In the last five years or so 80-90 percent of the sauger and walleye I have caught have been at night but that could because most of my fishing is at night.Some nights the bite really turns on and gets real hot.One trip got to the rocks couple hours before dark,caught none during daylight,had four by 9 pm.,was in the truck by 10:15 with a limit.Another trip this winter,got there before dark,had none by 8:30,left with a limit at 11:30.This night others were doing much better than I did.
Jake


----------



## jastew (Nov 18, 2011)

We hit the river about 4:30 this morning. First 5 casts I caught 4 and missed one. I thought sure we'd both have limits by sunrise.

Few minutes later some more guys came down and shined their flashlights all over the water and they shut almost completely off. Didn't catch anymore until the sun came up.

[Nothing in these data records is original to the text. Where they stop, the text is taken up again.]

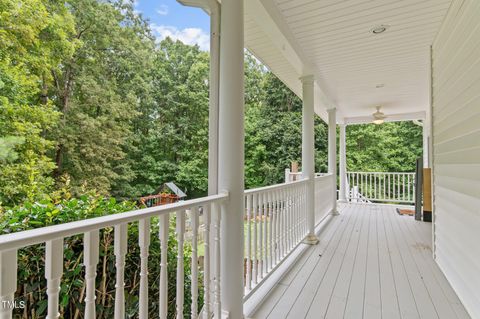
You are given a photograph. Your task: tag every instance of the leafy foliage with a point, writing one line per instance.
(33, 36)
(390, 147)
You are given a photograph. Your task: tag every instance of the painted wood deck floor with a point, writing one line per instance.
(370, 263)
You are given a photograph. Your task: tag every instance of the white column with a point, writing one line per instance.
(332, 154)
(213, 100)
(343, 165)
(308, 155)
(426, 142)
(231, 155)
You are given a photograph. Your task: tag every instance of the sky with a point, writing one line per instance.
(170, 18)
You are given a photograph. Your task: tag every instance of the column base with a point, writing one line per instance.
(334, 212)
(311, 240)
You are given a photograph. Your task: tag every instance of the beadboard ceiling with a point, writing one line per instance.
(355, 69)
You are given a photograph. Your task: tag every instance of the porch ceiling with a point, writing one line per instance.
(333, 40)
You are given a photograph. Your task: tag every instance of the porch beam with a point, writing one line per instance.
(231, 155)
(332, 154)
(308, 154)
(343, 165)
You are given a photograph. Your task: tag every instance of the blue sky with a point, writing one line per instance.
(169, 18)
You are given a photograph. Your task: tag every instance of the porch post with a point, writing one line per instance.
(332, 154)
(343, 165)
(231, 155)
(308, 155)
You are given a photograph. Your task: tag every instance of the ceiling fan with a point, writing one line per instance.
(378, 117)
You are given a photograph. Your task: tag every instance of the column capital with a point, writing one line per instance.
(307, 79)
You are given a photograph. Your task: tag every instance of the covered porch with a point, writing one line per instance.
(371, 262)
(366, 262)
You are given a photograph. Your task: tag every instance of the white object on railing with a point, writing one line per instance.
(53, 237)
(292, 176)
(53, 274)
(383, 187)
(275, 223)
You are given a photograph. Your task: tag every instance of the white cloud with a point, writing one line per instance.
(162, 10)
(188, 35)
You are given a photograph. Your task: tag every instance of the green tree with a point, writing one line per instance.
(34, 40)
(99, 92)
(172, 132)
(390, 147)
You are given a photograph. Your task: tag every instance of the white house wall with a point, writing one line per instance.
(456, 148)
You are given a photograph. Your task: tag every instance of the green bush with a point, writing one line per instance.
(31, 281)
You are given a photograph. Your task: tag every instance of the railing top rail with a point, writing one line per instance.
(380, 172)
(324, 175)
(43, 234)
(275, 187)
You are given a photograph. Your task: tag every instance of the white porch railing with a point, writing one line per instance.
(275, 223)
(323, 195)
(382, 187)
(53, 239)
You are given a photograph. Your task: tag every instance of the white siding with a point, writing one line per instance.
(456, 147)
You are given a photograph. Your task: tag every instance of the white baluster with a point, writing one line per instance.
(272, 218)
(90, 260)
(206, 262)
(248, 266)
(255, 242)
(120, 250)
(399, 182)
(53, 274)
(265, 234)
(8, 282)
(217, 221)
(281, 222)
(194, 265)
(164, 222)
(180, 229)
(409, 198)
(144, 244)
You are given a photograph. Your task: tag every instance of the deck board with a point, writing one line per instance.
(370, 263)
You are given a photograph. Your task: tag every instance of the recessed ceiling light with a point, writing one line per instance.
(379, 29)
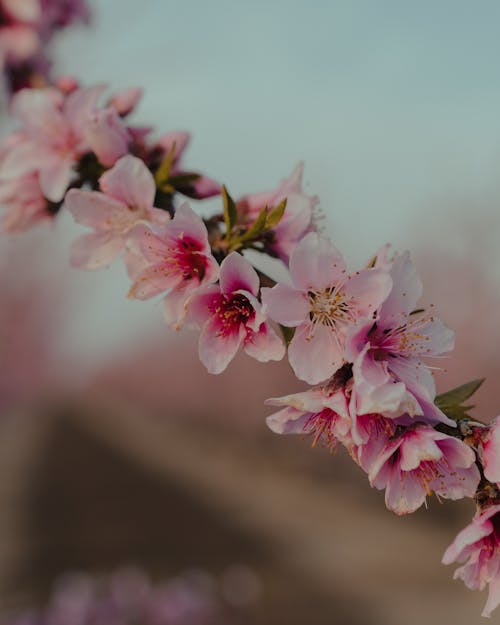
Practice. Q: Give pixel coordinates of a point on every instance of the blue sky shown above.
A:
(393, 105)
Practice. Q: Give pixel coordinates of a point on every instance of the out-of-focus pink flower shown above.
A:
(60, 13)
(54, 129)
(420, 461)
(25, 203)
(489, 450)
(67, 84)
(322, 412)
(28, 11)
(191, 184)
(477, 548)
(178, 259)
(126, 101)
(26, 28)
(297, 218)
(323, 303)
(231, 316)
(390, 376)
(127, 197)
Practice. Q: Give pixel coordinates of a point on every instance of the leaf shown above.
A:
(163, 172)
(459, 394)
(451, 402)
(287, 333)
(230, 211)
(257, 228)
(274, 216)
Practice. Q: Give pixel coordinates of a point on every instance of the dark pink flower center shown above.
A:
(189, 259)
(320, 426)
(231, 312)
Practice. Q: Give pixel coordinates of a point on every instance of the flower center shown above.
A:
(232, 311)
(330, 307)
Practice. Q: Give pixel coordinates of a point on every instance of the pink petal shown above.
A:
(265, 344)
(493, 596)
(202, 303)
(204, 187)
(95, 250)
(130, 182)
(175, 308)
(180, 139)
(94, 209)
(369, 288)
(38, 109)
(55, 177)
(286, 305)
(216, 349)
(314, 353)
(236, 274)
(107, 136)
(316, 264)
(79, 105)
(407, 288)
(287, 421)
(404, 493)
(186, 223)
(153, 280)
(491, 453)
(126, 101)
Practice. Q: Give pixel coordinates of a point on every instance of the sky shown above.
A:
(394, 107)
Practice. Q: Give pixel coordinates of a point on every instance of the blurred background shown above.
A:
(117, 448)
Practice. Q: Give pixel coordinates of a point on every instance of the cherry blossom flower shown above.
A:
(26, 28)
(323, 303)
(321, 412)
(389, 374)
(25, 203)
(297, 218)
(126, 198)
(420, 461)
(477, 548)
(57, 131)
(177, 258)
(231, 317)
(489, 450)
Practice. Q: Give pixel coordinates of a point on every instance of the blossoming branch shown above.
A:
(359, 338)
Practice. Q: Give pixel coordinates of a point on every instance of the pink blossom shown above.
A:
(297, 218)
(390, 376)
(322, 412)
(322, 303)
(25, 204)
(231, 317)
(177, 259)
(107, 136)
(126, 198)
(420, 461)
(477, 548)
(54, 129)
(489, 450)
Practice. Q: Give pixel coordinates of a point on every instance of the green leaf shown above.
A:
(274, 215)
(163, 172)
(459, 394)
(287, 333)
(230, 211)
(257, 228)
(451, 402)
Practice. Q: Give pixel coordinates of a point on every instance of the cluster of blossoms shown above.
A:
(26, 28)
(128, 597)
(359, 339)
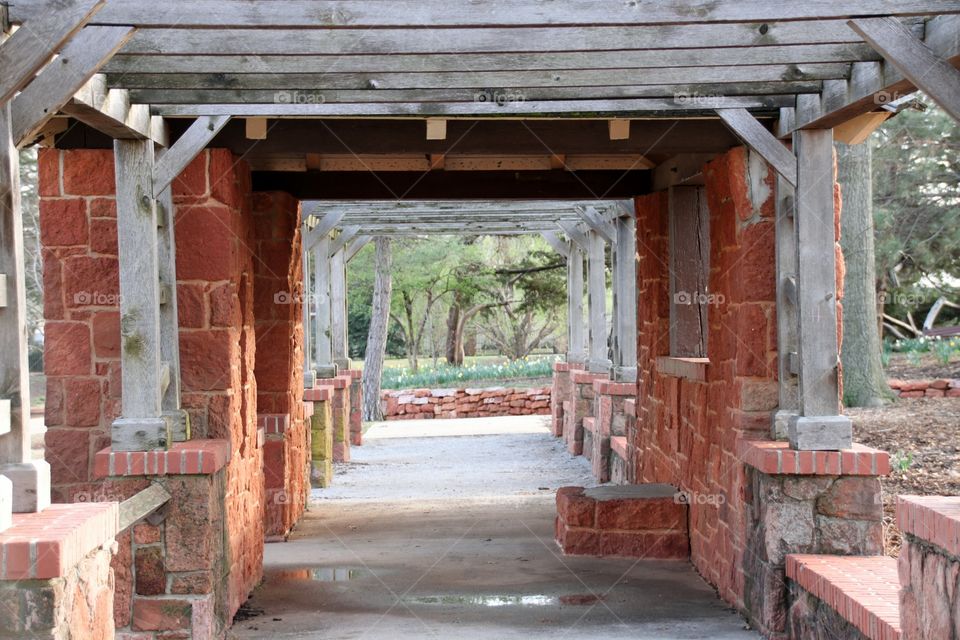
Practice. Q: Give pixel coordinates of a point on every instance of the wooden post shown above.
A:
(820, 425)
(323, 346)
(142, 425)
(28, 489)
(338, 309)
(786, 308)
(625, 300)
(576, 344)
(309, 375)
(597, 303)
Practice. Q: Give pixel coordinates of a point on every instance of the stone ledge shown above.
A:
(935, 519)
(273, 423)
(47, 544)
(777, 458)
(586, 377)
(184, 458)
(321, 393)
(614, 388)
(864, 590)
(690, 368)
(618, 445)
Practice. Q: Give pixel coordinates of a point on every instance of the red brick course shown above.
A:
(863, 590)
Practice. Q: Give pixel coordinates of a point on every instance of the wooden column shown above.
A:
(787, 350)
(819, 425)
(576, 342)
(142, 425)
(625, 300)
(338, 309)
(322, 333)
(309, 374)
(26, 486)
(597, 303)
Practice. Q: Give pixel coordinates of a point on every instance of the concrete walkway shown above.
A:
(450, 535)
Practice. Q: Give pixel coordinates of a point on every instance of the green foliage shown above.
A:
(403, 378)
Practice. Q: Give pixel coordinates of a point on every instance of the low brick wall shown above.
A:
(940, 388)
(929, 566)
(413, 404)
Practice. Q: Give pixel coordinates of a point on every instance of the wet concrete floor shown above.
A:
(460, 545)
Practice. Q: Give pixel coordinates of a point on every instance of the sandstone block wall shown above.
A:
(416, 404)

I really believe that light sensitive fish like sauger and walleye get spooked by lights in the water. Especially since the water is pretty clear right now.


----------



## RBoyer (Jan 7, 2012)

Where were you fishing at? Just curious what kind of water you were fishing in I'm going to try them early next week myself


-Ryan Boyer


----------



## fishercreekrick (Jan 19, 2010)

if the water is clear and its going to be a bright sunny day i will wait till dark but on a cloudy or snowy day i have good luck all day but better just after daylight if the water is muddy i dont think it matters day or night does good i think with the water bellow the dam at greenup being mostly 10-14 feet when water is down and clear it will be better at night just got to keep jigs on the bottom i think they key in more on sound at night than vision i lived on lake erie for 20 summers we never went out during the day in the summer it was night time fishing inless it was cloudy or the lake was chopy up there we used buts that had a lot of flash or prism baits to reflect the moon light


----------



## RBoyer (Jan 7, 2012)

Yeah they say walleye see really well at night compared to other fish also.... I agree sound is key though even on tough days it attracts them



-Ryan Boyer


----------



## jastew (Nov 18, 2011)

Ryan, we were fishing the point where the gas line crosses the river below Greenup, The fish were in slow, shallow water until the sun came up.

Point forms a big eddy and the bottom is sand/rock. I would think that anywhere similar would hold fish. 

They're feeding heavy right now. We're catching mostly males, but their bellies are so full and fat they look like they're full of eggs!


----------



## RBoyer (Jan 7, 2012)

Sounds awesome thanks! I have a few similiar spots I will try! 


-Ryan Boyer


----------